The Wake Up packs quite a punch. The first track on How to Destroy Angels' debut album is also classic Trent Reznor: With its pounding bass, menacing synths, distorted vocals and sub-dubstep hook, it could have come off The Downward Spiral.
So it's a shame the rest of Welcome Oblivion can't live up to that promise. Previous EPs from Angels - fronted by Reznor's wife Mariqueen Maandig - showed plenty of style, like 90s-era Massive Attack fed through Reznor's industrial meat grinder.
Here, the focus is more on moody instrumentals: Keep It Together and The Loop Closes sound like offcuts from Nine Inch Nails' instrumental Ghosts sessions; On the Wing is five minutes of electro glitches that never really go anywhere, and Recursive Self-Improvement is a pointless interlude. And with its tortured vocals and warped guitars, the title track is simply an updated version of NIN's The Wretched for 2013.

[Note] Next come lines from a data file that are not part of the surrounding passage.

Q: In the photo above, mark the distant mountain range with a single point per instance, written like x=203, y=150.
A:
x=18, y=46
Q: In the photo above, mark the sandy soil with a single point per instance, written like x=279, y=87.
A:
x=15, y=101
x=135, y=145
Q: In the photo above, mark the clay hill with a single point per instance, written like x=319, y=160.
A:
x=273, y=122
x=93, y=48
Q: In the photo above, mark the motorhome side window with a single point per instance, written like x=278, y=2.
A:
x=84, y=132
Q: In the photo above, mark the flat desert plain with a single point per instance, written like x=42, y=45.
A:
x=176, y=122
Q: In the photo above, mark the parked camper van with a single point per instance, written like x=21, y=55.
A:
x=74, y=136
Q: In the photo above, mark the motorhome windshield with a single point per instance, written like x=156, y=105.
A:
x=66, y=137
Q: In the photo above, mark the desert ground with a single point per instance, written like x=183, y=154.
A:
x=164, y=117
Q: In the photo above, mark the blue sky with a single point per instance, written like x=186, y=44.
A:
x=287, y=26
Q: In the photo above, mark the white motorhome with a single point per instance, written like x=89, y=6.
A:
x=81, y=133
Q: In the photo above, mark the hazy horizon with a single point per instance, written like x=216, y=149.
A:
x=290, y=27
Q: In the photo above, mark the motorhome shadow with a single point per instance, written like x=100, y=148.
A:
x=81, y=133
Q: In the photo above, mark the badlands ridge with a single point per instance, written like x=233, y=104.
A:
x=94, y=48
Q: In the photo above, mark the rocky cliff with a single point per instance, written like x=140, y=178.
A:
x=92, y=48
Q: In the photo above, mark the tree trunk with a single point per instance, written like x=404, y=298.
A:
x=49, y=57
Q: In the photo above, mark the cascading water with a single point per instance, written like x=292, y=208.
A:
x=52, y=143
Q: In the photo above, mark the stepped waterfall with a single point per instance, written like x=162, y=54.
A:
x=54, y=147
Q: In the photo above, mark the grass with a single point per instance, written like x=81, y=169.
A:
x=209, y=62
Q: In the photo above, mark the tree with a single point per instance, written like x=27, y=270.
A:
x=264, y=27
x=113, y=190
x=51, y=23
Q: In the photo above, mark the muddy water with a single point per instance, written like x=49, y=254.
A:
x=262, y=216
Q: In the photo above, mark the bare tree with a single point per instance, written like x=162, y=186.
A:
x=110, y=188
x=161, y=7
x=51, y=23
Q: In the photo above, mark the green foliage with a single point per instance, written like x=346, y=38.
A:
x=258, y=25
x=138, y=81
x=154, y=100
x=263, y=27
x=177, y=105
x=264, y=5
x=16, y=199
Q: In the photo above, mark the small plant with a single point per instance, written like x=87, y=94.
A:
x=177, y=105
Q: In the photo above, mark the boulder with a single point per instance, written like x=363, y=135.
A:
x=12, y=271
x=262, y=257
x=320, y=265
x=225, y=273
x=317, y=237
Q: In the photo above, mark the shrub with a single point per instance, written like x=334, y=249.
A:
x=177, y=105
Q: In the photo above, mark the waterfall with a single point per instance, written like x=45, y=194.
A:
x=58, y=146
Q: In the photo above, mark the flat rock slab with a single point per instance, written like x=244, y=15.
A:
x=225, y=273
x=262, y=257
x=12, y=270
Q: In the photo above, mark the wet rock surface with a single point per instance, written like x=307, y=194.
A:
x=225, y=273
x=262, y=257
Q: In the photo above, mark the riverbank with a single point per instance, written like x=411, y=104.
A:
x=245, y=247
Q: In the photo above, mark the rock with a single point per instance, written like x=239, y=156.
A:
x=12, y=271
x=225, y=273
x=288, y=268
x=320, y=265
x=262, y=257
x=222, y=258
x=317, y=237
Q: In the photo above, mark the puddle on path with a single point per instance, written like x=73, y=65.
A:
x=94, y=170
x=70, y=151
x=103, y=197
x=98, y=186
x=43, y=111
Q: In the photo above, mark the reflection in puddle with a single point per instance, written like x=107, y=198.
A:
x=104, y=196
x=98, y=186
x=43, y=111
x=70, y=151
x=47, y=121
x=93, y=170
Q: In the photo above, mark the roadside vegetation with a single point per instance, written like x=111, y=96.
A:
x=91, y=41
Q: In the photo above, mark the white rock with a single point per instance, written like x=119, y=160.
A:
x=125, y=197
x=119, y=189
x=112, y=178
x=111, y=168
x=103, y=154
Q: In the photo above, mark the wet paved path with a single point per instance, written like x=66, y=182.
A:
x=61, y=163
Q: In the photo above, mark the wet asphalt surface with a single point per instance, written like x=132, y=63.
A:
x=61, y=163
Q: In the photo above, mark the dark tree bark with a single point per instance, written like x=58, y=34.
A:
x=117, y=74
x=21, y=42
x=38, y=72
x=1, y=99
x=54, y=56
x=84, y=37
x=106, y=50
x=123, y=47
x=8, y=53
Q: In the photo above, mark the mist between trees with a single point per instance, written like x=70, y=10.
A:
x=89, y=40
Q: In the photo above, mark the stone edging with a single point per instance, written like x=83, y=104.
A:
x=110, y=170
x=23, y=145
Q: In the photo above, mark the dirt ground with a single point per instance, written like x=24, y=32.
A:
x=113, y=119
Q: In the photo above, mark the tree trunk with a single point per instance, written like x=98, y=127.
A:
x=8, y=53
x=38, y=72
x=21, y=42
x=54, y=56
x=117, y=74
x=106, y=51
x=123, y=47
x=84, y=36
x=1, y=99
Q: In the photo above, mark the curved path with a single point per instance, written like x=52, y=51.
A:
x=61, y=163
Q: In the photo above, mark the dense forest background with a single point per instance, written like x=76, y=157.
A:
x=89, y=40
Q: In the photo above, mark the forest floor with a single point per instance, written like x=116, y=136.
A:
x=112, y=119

It's better when Angels stick to traditional song structures: Ice Age's plucked guitar hook and whispered vocals is perfect simplicity, the throbbing electronica of How Long? sounds like the best song SBTRKT never made, and The Loop Closes finds real fury.
The problem is, Reznor's been here before, and he's done it better - a point proved when, just a week before Welcome Oblivion was released, he announced the resurrection of Nine Inch Nails. Good idea.